Domestic Data Streamers（DDS）
The inception of this data streaming experiment was serendipitous. Pau Garcia, one of the founders of DDS, used to be a graffiti artist. In 2013, he and his friends came up with the concept of a graffiti that could effectively quantify, visualise and express people’s thoughts in real-time.
As a result, they interviewed passers-by about their optimistic and pessimistic attitudes. Through visualising their answers in real-time, the graffiti showed how the mood of people from different backgrounds (and various income levels) was expressed at different times of the day. The group was approached by the director of the Contemporary Art Fair in Barcelona, who happened to walk by and was stunned by their work. The director invited them to exhibit their work at the fair. This became DDS’s first infographic and art installation called “THE MOOD TEST”.
THE MOOD TEST
DDS’ previous projects have always applied the use of visual metaphors to represent data. For instance, “LIFELINE” in 2014 creatively visualised data representing the question everyone has probably considered at least once: How long do you want to live?
The team interviewed around 2,000 people, took surveys regarding demographics and life expectancy. They transformed the streams of data into an installation of 800 balloons in a room where black balloons represented death and white balloons represented life. The higher the black balloons, the more people from that age group would like to die at a certain age.

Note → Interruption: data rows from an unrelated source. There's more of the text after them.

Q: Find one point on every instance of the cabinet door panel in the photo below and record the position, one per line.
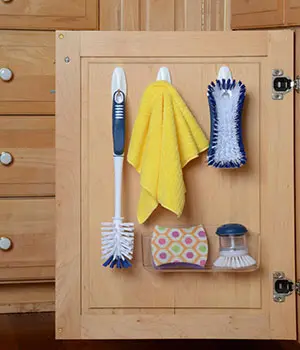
(30, 57)
(44, 14)
(94, 302)
(257, 13)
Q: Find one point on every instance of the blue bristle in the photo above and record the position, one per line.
(113, 263)
(108, 261)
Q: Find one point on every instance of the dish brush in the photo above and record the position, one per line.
(118, 236)
(233, 248)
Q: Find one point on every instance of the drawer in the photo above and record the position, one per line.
(29, 58)
(29, 226)
(45, 14)
(31, 143)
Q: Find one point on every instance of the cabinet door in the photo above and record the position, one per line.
(45, 14)
(163, 15)
(256, 13)
(29, 56)
(292, 12)
(96, 303)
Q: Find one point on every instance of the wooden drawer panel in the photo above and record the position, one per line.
(45, 14)
(257, 13)
(30, 225)
(26, 297)
(30, 57)
(30, 141)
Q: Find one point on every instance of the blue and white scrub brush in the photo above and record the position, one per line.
(226, 100)
(118, 236)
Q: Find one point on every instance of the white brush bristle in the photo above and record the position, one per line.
(227, 148)
(117, 239)
(234, 262)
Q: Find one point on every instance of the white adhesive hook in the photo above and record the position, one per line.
(118, 81)
(164, 74)
(224, 73)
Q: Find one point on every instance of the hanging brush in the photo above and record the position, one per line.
(233, 248)
(117, 236)
(226, 100)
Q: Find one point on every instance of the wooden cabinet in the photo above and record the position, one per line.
(163, 15)
(45, 14)
(30, 141)
(30, 58)
(292, 12)
(96, 303)
(29, 224)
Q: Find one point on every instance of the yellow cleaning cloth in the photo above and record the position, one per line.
(164, 139)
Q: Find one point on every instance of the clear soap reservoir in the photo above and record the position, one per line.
(232, 238)
(233, 248)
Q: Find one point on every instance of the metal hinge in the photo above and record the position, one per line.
(283, 287)
(282, 84)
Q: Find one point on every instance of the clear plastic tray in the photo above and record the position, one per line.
(213, 253)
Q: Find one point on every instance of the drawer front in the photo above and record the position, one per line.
(45, 14)
(29, 227)
(27, 77)
(30, 141)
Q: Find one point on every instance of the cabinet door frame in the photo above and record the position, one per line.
(71, 322)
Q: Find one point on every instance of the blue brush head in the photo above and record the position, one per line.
(226, 101)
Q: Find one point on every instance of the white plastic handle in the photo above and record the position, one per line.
(5, 74)
(224, 73)
(164, 74)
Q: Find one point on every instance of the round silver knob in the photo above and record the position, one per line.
(5, 243)
(6, 158)
(6, 74)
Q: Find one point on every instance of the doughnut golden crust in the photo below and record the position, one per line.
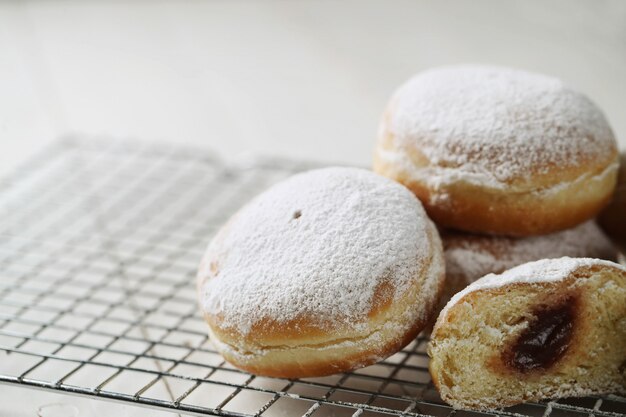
(547, 329)
(328, 271)
(470, 256)
(499, 151)
(613, 217)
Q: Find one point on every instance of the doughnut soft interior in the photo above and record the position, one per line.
(496, 150)
(546, 329)
(328, 271)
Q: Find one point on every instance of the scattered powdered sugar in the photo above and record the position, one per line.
(317, 244)
(495, 125)
(473, 256)
(544, 270)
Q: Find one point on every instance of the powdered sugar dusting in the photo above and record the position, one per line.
(495, 125)
(473, 256)
(544, 270)
(317, 244)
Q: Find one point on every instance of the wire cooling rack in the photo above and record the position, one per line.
(99, 244)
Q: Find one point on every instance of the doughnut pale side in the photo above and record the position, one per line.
(613, 217)
(496, 150)
(547, 329)
(328, 271)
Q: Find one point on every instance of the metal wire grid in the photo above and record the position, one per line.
(99, 244)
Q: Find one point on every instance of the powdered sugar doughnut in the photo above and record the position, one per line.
(496, 150)
(328, 271)
(552, 328)
(470, 257)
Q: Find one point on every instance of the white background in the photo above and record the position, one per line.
(304, 79)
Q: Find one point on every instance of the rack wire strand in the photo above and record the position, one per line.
(99, 244)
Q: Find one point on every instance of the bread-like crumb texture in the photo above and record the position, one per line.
(478, 327)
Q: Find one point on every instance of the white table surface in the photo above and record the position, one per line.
(304, 79)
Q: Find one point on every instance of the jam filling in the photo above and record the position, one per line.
(545, 340)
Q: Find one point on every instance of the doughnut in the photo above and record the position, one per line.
(328, 271)
(613, 217)
(552, 328)
(499, 151)
(470, 257)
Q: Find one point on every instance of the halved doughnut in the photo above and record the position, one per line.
(546, 329)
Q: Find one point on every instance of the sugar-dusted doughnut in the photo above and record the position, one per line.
(496, 150)
(327, 271)
(470, 256)
(547, 329)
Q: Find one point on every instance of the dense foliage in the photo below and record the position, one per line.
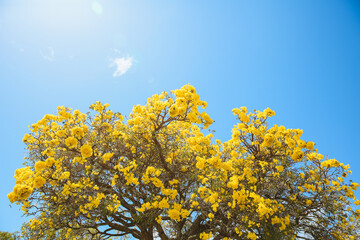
(160, 173)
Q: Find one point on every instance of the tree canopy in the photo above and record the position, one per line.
(160, 173)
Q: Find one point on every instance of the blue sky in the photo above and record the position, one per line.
(300, 58)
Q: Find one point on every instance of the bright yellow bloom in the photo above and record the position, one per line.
(86, 151)
(71, 142)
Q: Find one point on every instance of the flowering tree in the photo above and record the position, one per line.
(161, 174)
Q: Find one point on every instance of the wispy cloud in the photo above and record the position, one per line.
(48, 54)
(122, 65)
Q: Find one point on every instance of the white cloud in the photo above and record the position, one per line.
(122, 65)
(48, 54)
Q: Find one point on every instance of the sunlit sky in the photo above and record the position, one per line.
(300, 58)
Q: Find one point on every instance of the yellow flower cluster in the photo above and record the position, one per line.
(160, 165)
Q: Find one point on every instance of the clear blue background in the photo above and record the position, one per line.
(300, 58)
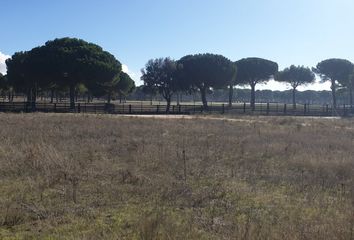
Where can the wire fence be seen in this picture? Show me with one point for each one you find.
(274, 109)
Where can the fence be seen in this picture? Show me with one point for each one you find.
(273, 109)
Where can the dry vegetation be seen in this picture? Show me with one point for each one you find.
(109, 177)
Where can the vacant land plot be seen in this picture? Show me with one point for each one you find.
(116, 177)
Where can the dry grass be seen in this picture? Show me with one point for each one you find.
(108, 177)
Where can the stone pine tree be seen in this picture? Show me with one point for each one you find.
(205, 72)
(75, 61)
(335, 70)
(251, 71)
(160, 75)
(296, 76)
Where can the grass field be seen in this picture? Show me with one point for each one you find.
(66, 176)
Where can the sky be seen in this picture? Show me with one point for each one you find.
(299, 32)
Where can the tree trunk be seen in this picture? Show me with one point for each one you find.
(72, 97)
(334, 100)
(253, 96)
(231, 93)
(351, 96)
(33, 98)
(294, 101)
(203, 95)
(109, 98)
(51, 95)
(168, 100)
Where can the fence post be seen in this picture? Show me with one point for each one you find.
(327, 109)
(267, 108)
(344, 110)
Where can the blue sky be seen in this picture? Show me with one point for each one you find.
(300, 32)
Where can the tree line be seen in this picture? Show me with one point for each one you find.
(205, 73)
(76, 66)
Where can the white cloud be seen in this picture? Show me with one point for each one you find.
(3, 57)
(125, 68)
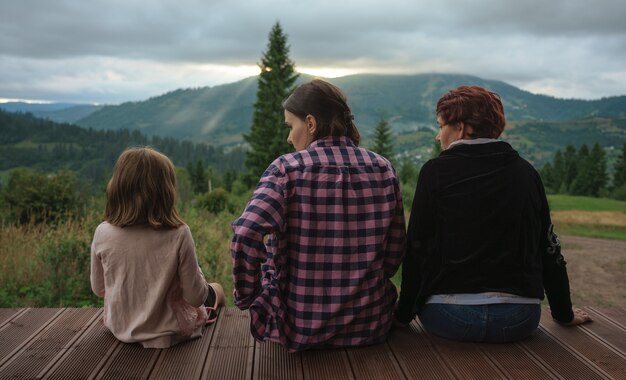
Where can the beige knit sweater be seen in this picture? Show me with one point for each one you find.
(152, 285)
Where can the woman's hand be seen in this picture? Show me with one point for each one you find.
(580, 317)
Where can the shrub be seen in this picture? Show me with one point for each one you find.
(66, 266)
(31, 196)
(216, 201)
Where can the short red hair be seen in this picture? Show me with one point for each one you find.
(475, 106)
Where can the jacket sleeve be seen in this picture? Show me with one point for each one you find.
(192, 282)
(421, 228)
(555, 279)
(263, 216)
(394, 249)
(97, 271)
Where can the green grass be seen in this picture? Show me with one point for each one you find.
(589, 231)
(561, 202)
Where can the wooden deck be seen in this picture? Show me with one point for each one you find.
(73, 344)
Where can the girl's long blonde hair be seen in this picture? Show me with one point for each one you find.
(142, 190)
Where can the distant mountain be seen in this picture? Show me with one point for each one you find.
(221, 114)
(59, 112)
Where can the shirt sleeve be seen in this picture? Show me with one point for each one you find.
(192, 282)
(263, 215)
(396, 236)
(420, 228)
(555, 279)
(97, 271)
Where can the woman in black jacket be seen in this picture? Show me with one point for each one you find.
(481, 250)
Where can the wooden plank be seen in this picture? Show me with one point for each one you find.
(374, 362)
(273, 362)
(185, 360)
(129, 361)
(616, 316)
(330, 364)
(416, 355)
(515, 362)
(18, 332)
(231, 355)
(48, 345)
(604, 329)
(606, 359)
(557, 358)
(87, 355)
(7, 314)
(466, 360)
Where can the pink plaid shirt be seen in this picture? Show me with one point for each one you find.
(334, 223)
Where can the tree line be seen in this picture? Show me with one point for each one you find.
(47, 146)
(585, 172)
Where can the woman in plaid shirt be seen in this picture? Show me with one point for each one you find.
(323, 233)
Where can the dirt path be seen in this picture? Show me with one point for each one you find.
(597, 271)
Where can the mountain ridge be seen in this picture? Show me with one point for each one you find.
(221, 114)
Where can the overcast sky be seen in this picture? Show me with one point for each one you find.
(111, 51)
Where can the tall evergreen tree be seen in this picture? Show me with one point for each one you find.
(570, 168)
(597, 159)
(558, 171)
(382, 140)
(583, 182)
(436, 149)
(268, 135)
(548, 177)
(619, 172)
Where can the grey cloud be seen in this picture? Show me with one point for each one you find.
(527, 43)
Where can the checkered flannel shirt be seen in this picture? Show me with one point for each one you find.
(316, 246)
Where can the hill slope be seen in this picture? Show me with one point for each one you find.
(221, 114)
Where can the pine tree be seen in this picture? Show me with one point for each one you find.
(436, 149)
(548, 178)
(597, 159)
(619, 172)
(570, 168)
(268, 135)
(558, 171)
(583, 182)
(382, 140)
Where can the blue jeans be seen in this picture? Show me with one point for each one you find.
(492, 323)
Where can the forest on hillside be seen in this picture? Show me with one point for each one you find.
(43, 145)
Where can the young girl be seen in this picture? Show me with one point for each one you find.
(143, 258)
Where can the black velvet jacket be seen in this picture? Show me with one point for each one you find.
(480, 222)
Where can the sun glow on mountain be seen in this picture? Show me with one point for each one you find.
(327, 72)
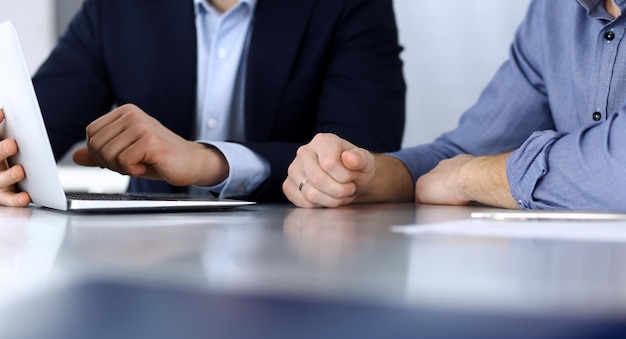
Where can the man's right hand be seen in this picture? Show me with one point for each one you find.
(9, 176)
(328, 172)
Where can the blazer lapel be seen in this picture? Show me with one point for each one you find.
(170, 42)
(277, 34)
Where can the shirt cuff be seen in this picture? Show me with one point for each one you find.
(248, 170)
(528, 164)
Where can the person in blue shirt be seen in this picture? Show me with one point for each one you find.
(214, 97)
(548, 132)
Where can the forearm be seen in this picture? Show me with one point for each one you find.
(392, 182)
(484, 180)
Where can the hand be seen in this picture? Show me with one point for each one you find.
(339, 173)
(336, 171)
(465, 178)
(131, 142)
(10, 176)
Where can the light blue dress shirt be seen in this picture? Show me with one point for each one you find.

One will certainly be thinking about the same question when walking through the room full of balloons: finding the answers in their own age group, contemplating life and death through real-time interaction with the data.
DDS’s projects are not limited to the light-hearted domestic topics, they also shed light on social topics such as children’s mental health, violence and homelessness.
This year, DDS presented a visual installation regarding suicide issue among teenagers in Catalonia by erecting a large pop-up phone booth that holds 62 telephones waiting to be answered.
On the other end of the phone lines are psychologists, survivors’ families and medical professionals. Each telephone represents a phone call that could save a life just by simply taking the first step of communication: talking about it.
At times, data could be serious; but combining data with creativity, innovation and art will stimulate people’s interest in addressing the topic both creatively and effectively. We are living in an era where we are bombarded with information overload, where data can be so overwhelming that it loses meaning. This creative approach by DDS commands attention among a vast sea of data and inspires action through its unique representation.
DDS believes that, “The world couldn’t be understood without numbers, but it wouldn’t be understood with numbers alone”: When people start to genuinely care about data, then the data will become actionable.
“Fighting indifference towards data” - that’s the mission of DDS that pops up on their webpage, and also one they are executing effectively through their creative approach.
deTour 2022 International Collaboration：About Time
Humans have an inconsistent and fleeting relationship with time. Time flies when we’re having fun. It drags when we’re bored. Sometimes it’s on our side; at other times it’s racing against us. They say that time destroys all things but also heals all wounds. Our relationship with time is complex - it talks about our culture and character, and defines who we are and how we act. In this space we want to create an open debate about time through two installations that will grow over time thanks to your participation. Feel free to explore, play and join the discussion. Project designed and developed by DOMESTIC DATA STREAMERS.